I have a bad feeling this is due to me doing too much Perl as a child. But folks don’t seem to complain about it, especially since we also sprouted a proper URI scheme too.
* that communicates meta-information about the word.
He gives the example of `echo $USER`, where `$` is a single that communicates that `USER` is a variable, presumably with some contents. Thus, I'd wager `$` is a sigil in `$foo`.
I suppose "word" is the constraining factor there, I was thinking of > and # as sigils too, which--if you're willing to be a bit loose with what a "word" is--contradicts that they're unpopular.

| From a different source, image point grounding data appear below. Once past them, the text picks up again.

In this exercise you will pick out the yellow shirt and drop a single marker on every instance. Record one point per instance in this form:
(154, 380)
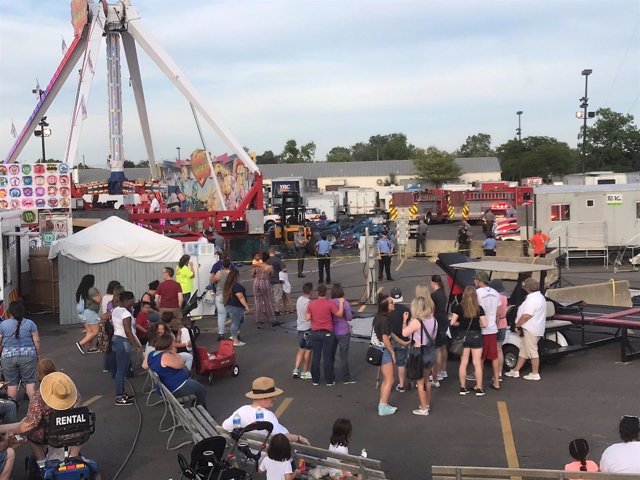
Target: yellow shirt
(184, 276)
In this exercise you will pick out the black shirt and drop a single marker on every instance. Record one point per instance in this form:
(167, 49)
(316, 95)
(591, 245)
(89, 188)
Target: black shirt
(463, 322)
(233, 299)
(395, 320)
(440, 309)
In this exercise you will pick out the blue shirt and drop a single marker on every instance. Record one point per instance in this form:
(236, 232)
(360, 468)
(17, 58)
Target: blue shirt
(21, 346)
(385, 247)
(324, 247)
(489, 244)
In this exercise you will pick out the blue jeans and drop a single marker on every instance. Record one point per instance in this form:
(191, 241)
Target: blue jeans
(342, 344)
(122, 349)
(222, 313)
(237, 317)
(192, 387)
(322, 343)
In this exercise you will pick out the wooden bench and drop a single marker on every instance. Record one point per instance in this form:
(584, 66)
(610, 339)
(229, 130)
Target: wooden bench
(479, 473)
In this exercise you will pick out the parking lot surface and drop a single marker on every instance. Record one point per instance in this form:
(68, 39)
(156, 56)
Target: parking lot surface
(529, 424)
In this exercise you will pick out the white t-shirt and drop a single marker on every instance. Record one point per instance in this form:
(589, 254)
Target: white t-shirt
(248, 415)
(535, 305)
(489, 300)
(117, 318)
(301, 309)
(276, 470)
(284, 278)
(621, 458)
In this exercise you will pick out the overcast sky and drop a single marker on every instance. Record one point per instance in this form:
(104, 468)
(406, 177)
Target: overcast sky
(336, 72)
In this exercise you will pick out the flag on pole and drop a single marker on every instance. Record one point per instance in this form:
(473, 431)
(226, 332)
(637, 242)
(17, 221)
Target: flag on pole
(83, 108)
(90, 63)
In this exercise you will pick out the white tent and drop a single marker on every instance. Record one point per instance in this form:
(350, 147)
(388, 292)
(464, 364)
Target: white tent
(116, 238)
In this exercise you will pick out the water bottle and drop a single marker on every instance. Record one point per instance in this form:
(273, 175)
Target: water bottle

By this metric, rather a lot of features turn out to be less important than they may seem at first. Many things are a zero on this scale that I think might surprise people still on their second or third language. From this perspective you start judging not whether a language has this or that exact feature that is a solution to a problem that you are used to, but whether it has a solution at all, and how good it is on its own terms.
So while sigils have a lot of company in this, they are also a flat zero for me on this scale. Never ever missed them. I did a decade+ of Perl as my main language, so it's not for lack of exposure.
(As an example of something that does pass this test: Closures. Hard to use anything lacking them, though as this seems to be a popular opinion nowadays, almost everything has them. But I'm old enough to remember them being a controversial feature. Also, at this point, static types. Despite my decades of dynamic typed languages, I hate going back to dynamic languages anymore. YMMV.)